Medvedev announced that he intended to meet with the EU’s Deputy Competition Commissioner in the nearest future.
The CEO of the enterprise Gazprom Export, controlling the whole exports of Russia’s natural gas, attacked the EC for its “unfair play” and accused the “Brussels regulators” of monopolism.
“There is a saying – the cap burns on the head of a thief. In this case, it should burn on the head of the European Commission too”, Medvedev said.
According to him, Gazprom, which pioneered the reforms on the European market, continues to suffer from being blocked from access to gas pipes, yet it respects the laws of the countries in which it operates.

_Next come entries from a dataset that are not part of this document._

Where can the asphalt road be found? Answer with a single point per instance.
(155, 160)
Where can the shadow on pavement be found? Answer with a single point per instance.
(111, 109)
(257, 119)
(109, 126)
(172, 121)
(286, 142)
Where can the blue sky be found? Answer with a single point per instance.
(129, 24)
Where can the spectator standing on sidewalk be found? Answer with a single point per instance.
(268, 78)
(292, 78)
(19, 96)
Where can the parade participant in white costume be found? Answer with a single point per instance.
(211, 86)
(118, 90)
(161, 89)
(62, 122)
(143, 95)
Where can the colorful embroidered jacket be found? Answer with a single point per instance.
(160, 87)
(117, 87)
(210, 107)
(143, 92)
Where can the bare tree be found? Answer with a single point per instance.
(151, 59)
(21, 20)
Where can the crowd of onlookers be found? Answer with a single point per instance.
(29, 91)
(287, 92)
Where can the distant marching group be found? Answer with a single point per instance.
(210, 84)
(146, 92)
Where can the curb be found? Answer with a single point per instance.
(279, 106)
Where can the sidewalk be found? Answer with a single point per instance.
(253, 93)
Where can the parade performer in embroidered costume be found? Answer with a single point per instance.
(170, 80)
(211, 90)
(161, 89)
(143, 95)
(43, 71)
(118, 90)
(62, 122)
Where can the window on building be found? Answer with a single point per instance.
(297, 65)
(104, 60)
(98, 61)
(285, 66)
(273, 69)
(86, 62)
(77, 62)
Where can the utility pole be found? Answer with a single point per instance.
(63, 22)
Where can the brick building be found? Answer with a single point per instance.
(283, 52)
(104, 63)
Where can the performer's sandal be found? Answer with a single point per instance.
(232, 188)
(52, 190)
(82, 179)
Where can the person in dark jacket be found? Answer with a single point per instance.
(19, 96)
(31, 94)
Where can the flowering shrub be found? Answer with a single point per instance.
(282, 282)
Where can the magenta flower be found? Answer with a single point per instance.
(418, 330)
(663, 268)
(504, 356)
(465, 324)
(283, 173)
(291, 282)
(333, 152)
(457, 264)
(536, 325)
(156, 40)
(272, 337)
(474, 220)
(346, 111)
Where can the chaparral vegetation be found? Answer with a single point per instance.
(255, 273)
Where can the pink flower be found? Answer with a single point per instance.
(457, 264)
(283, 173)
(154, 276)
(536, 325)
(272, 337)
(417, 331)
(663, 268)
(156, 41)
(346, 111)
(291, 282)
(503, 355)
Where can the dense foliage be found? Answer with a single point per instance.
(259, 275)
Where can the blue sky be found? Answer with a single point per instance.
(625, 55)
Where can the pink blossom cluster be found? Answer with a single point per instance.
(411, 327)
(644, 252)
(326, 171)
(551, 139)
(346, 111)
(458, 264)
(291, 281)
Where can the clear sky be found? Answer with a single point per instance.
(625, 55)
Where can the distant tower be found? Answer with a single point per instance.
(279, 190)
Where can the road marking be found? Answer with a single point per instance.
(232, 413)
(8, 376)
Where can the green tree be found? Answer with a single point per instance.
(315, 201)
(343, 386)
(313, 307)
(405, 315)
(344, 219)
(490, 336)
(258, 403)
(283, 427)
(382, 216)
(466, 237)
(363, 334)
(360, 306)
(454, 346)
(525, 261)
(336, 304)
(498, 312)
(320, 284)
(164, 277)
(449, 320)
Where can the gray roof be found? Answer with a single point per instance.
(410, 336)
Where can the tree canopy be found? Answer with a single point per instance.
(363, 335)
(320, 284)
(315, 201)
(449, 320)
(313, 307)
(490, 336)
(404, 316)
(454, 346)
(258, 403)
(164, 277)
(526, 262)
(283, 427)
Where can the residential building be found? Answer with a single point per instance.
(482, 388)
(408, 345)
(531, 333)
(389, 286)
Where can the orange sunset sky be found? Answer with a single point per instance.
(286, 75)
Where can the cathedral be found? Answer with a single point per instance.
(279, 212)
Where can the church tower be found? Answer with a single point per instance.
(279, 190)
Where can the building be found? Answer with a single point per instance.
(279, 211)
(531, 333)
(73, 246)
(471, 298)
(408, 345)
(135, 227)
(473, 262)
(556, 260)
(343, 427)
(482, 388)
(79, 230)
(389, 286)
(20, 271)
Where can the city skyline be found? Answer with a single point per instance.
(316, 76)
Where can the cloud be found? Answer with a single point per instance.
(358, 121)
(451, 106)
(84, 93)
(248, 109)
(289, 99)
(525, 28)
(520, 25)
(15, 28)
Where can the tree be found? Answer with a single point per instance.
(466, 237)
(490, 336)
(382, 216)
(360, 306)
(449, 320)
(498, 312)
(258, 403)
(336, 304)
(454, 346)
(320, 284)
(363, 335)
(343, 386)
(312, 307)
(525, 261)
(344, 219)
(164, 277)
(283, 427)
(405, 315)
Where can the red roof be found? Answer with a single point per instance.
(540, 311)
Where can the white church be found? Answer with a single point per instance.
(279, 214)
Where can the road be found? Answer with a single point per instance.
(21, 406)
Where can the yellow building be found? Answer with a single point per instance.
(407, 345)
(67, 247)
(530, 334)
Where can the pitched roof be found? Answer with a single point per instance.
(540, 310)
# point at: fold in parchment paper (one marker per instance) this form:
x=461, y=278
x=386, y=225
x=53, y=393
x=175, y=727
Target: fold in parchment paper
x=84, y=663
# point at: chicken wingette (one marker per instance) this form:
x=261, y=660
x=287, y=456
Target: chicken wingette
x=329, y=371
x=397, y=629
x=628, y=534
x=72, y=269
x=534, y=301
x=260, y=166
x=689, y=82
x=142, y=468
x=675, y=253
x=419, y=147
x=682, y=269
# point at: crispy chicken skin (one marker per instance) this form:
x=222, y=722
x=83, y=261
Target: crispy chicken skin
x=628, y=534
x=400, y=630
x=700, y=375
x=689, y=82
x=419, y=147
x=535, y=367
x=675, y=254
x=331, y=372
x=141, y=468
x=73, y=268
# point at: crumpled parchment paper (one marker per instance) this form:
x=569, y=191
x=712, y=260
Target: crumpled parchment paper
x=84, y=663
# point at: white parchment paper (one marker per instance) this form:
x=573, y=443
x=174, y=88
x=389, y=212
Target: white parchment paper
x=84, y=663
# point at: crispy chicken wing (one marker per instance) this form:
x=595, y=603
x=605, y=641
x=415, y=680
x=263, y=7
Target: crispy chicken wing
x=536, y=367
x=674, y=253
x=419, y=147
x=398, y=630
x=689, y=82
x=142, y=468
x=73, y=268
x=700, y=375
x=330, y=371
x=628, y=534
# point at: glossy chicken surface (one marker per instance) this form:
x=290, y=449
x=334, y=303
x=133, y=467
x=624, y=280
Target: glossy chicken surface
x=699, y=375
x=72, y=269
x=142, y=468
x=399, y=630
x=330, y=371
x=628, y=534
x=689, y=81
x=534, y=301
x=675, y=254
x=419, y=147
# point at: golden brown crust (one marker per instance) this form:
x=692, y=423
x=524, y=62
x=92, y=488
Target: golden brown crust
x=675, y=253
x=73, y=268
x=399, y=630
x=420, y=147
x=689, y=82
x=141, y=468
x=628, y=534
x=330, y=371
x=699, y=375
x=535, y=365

“I hope that we will be able to resolve the questions that arose through a dialogue with the EC. I plan to meet with the Deputy EU Competition Commissioner in the nearest future and discuss all the issues while looking into his eyes”, Medvedev said.
The EC announced last Tuesday that it had launched an official investigation on whether Gazprom, which accounts for 36 percent of gas supplied to Europe, had used its dominant position in Central and Eastern European markets in breach of the EU’s antitrust rules.
The EC is conducting an investigation on three possible actions by Gazprom, allegedly restricting competition in Central and Eastern Europe. It has been specified that Gazprom might have split the gas market, thus preventing free gas supply through the territory of the EU countries, that it might have hindered the diversification of gas supplies, and might have set unfair costs to customers by linking the costs of natural gas to those of oil.